Windows Spellcheck released: Here's how to get it
This week Windows Spellcheck was released for Windows devices. This is a Microsoft-made spellchecking system, ready to support devices with Windows 8.1 and higher. Before now, Windows devices were using open-source proofing tools for spell checking on Microsoft Edge and other Chromium browsers – but no more!
This system might eventually work across the entirety of Windows. At launch, it'll be included with Microsoft Edge 83. That's the latest version of Microsoft Edge, the main standard web browser for all Windows devices. If you're using Edge, you're probably using this new spellchecking system by default.

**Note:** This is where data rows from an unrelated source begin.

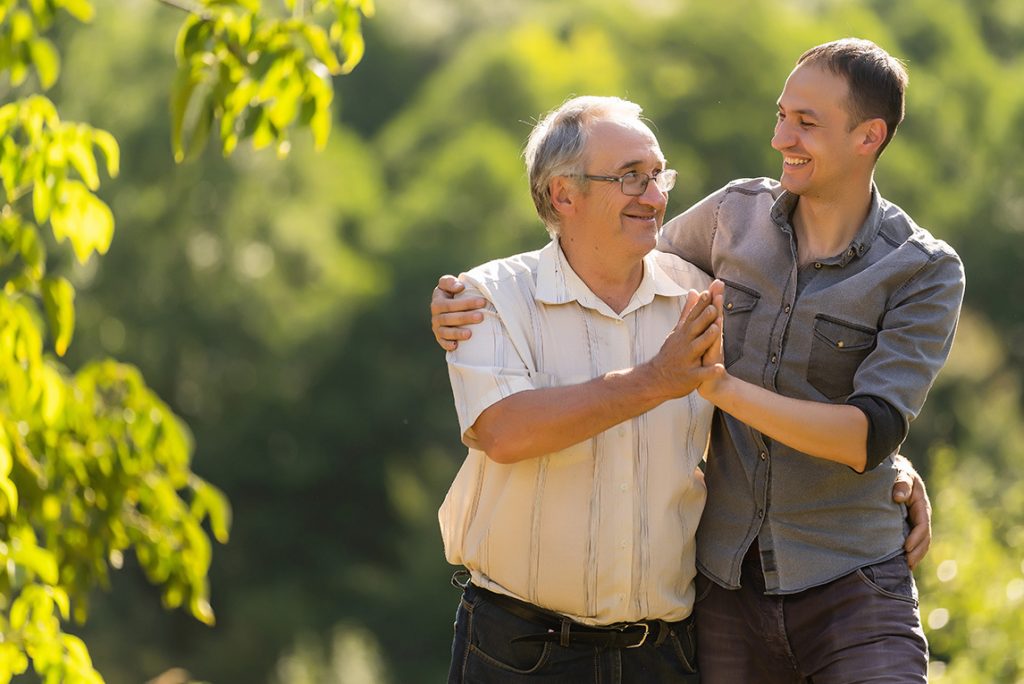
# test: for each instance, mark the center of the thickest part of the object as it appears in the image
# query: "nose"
(782, 137)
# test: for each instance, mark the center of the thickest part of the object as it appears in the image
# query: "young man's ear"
(563, 195)
(873, 133)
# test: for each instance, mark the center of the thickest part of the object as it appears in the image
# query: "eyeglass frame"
(670, 174)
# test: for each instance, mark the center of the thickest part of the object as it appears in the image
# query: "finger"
(438, 306)
(450, 284)
(692, 298)
(698, 319)
(902, 486)
(706, 340)
(457, 318)
(452, 334)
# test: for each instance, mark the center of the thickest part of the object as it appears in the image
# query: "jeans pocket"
(891, 578)
(739, 302)
(838, 349)
(492, 641)
(701, 587)
(684, 640)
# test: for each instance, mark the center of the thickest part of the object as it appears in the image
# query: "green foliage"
(259, 76)
(92, 463)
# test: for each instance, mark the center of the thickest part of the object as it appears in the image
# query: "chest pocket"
(738, 303)
(837, 351)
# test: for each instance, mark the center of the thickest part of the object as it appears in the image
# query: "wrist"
(716, 389)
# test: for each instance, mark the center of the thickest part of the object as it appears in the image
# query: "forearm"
(834, 432)
(536, 422)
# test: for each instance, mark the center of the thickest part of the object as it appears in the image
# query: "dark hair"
(876, 80)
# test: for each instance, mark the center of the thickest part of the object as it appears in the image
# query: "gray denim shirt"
(876, 319)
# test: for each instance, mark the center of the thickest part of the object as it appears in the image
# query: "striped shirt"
(602, 531)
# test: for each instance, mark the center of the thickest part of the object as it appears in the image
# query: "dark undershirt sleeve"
(886, 427)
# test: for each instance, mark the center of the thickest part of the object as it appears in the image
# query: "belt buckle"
(646, 631)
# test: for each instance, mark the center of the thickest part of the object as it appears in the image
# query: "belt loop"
(563, 638)
(460, 579)
(663, 632)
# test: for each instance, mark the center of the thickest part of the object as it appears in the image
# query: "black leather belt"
(567, 633)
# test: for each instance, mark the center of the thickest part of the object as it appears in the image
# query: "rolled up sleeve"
(914, 337)
(484, 369)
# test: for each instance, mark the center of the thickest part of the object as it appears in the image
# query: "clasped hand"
(692, 355)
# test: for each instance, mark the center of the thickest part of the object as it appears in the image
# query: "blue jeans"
(861, 628)
(483, 652)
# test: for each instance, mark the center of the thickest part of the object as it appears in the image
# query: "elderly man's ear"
(563, 194)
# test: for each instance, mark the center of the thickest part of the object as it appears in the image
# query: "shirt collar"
(558, 284)
(782, 209)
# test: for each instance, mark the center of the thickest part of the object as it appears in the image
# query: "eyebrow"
(806, 113)
(637, 162)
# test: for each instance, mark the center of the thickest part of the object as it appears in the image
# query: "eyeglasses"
(635, 183)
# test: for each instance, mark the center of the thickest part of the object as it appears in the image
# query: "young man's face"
(813, 132)
(607, 217)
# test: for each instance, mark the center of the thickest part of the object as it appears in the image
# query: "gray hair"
(557, 144)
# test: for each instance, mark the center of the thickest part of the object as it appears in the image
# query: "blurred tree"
(280, 306)
(93, 464)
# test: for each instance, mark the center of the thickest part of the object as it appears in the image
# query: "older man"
(576, 509)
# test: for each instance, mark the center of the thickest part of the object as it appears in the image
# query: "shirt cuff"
(886, 427)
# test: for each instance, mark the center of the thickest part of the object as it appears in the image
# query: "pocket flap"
(842, 335)
(738, 299)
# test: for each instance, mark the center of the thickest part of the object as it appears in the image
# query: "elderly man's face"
(608, 218)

If you'd like to be sure, open Microsoft Edge and navigate to the following address: edge://settings/languages. There you'll find your preferred language, and the ability to "Offer to translate pages that aren't in a language you read. The spellchecking bit comes in the "Check Spelling" section of the Languages page.
By default, your Edge browser will likely have English, English (United States), and maybe one other. If you'd like to install other languages to spellcheck, you can do so through Windows Settings.
Head to Settings – Time & Language – Language – select Add a preferred language. Previous Microsoft Edge spellchecking was provided by Hunspell. Per Microsoft's release on the subject, Microsoft will fall back to prior experience from Hunspell if a necessary language pack is not yet available.
An interesting bit here – this isn't open sourced, but it'll still (apparently) benefit "all Chromium-based browsers". Bo Cupp, Principal Software Engineer, Microsoft Edge, and Grisha Lyukshin, Program Manager, Microsoft Edge, thanked Guillaume Jenkins and Rouslan Solomakhin (Google), and Bruce Long, Luis Sanchez Padilla, and Siye Liu (Microsoft) for their collaboration in developing Windows Spellcheck integration with the Chromium project.